From: Andrew J. Schorr
Subject: Re: [bug-gawk] Behavior of fflush with SIGPIPE on stdout [PATCH]
Date: Sat, 25 Mar 2017 11:13:40 -0400
User-agent: Mutt/1.5.21 (2010-09-15)

On Sat, Mar 25, 2017 at 03:48:27PM +0100, FERRIEUX Alexandre - IMT/OLN wrote:
> In any case, consider the timeline: old gawk gave a 141 due to the
> absence of any handler; new gawk (for reasons not entirely clear to
> me) decides that default handlers are not good enough and intercepts
> SIGPIPE. It is trivial to make this transparent by writing
> "exit(128+EPIPE)". What's the point of sticking to a dumb exit(0) or
> exit(1) ?

My concern is behavior on the various non-POSIX platforms.  From the docs: "The
currently supported [non-POSIX] systems are MS-Windows using MSYS, MinGW, and
Cygwin, and both Vax/VMS and OpenVMS." It looks like Cygwin is OK, but I don't
know about the others. Is 128+EPIPE a cross-platform standard?

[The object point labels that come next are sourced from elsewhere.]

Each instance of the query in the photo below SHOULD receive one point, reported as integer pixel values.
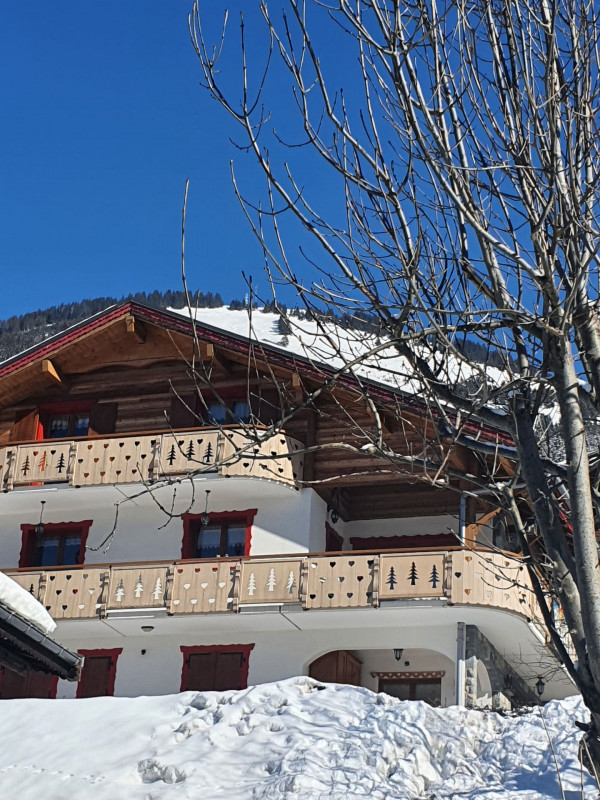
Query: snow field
(292, 740)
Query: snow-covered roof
(19, 600)
(372, 356)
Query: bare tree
(462, 142)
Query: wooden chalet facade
(182, 543)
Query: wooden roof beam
(135, 328)
(51, 372)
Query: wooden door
(339, 666)
(214, 671)
(95, 680)
(32, 684)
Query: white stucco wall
(287, 521)
(275, 656)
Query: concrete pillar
(461, 644)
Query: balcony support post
(9, 477)
(461, 653)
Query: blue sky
(103, 120)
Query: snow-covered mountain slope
(293, 740)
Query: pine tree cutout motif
(392, 580)
(291, 582)
(120, 592)
(413, 575)
(190, 452)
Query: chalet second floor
(137, 436)
(138, 397)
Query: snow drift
(293, 740)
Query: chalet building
(180, 548)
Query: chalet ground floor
(428, 651)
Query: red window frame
(28, 539)
(113, 655)
(223, 517)
(245, 649)
(66, 409)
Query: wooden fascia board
(51, 372)
(135, 328)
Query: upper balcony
(311, 582)
(149, 457)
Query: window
(427, 689)
(14, 686)
(60, 544)
(227, 534)
(215, 668)
(77, 418)
(98, 674)
(192, 411)
(67, 426)
(222, 413)
(333, 541)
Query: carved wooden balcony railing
(148, 458)
(333, 581)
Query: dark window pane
(399, 690)
(47, 552)
(429, 692)
(209, 543)
(81, 424)
(71, 550)
(236, 541)
(217, 413)
(59, 427)
(241, 411)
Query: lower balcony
(146, 458)
(306, 582)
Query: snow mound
(24, 604)
(292, 740)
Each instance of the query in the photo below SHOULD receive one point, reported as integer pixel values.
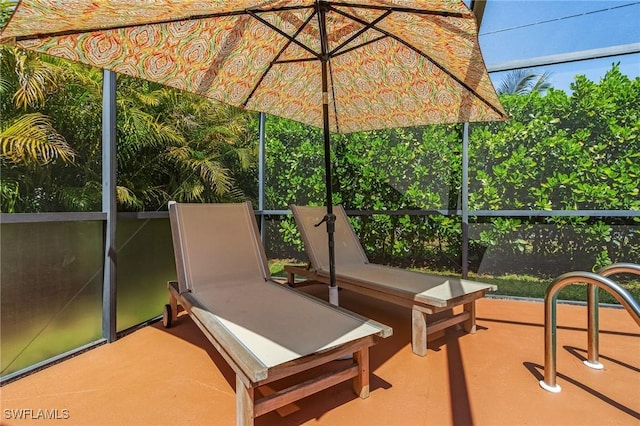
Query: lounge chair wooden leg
(244, 403)
(418, 332)
(470, 324)
(361, 381)
(173, 302)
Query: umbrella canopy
(341, 66)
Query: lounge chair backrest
(216, 245)
(347, 246)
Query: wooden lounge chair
(264, 330)
(424, 294)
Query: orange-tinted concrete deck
(174, 377)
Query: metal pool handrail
(593, 281)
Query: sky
(521, 29)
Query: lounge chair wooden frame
(427, 295)
(251, 370)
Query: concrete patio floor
(154, 376)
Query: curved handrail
(616, 290)
(592, 305)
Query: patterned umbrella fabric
(391, 63)
(342, 66)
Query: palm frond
(32, 138)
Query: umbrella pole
(329, 218)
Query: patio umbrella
(343, 66)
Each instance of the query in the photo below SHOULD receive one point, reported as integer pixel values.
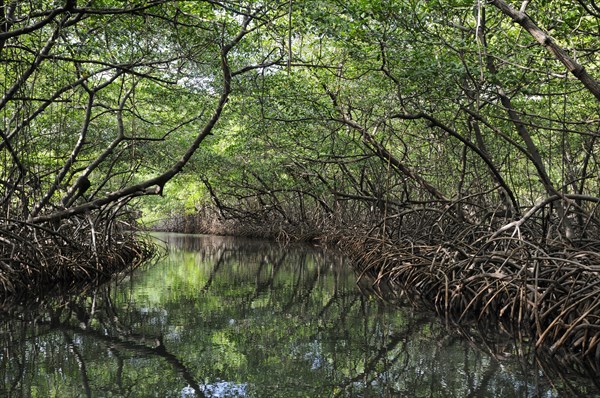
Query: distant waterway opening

As to why we are trapping SIGPIPE, that's a bit more complicated. The original
comment in main.c about this says:

        /*
         * Ignore SIGPIPE so that writes to pipes that fail don't
         * kill the process but instead return -1 and set errno.
         * That lets us print a fatal message instead of dieing suddenly.
         *
         * Note that this requires ignoring EPIPE when writing and
         * flushing stdout/stderr in other parts of the program. E.g.,
         *
         *      gawk 'BEGIN { print "hi" }' | exit
         *
         * should not give us "broken pipe" messages --- mainly because
         * it did not do so in the past and people would complain.
         */

Apparently, people will still complain. :-)

Since then, the gawk master branch has been enhanced to support nonfatal I/O
errors, and this will be in the 4.2 release. This is useful for socket I/O and
generally offering more control over what to do when I/O errors occur.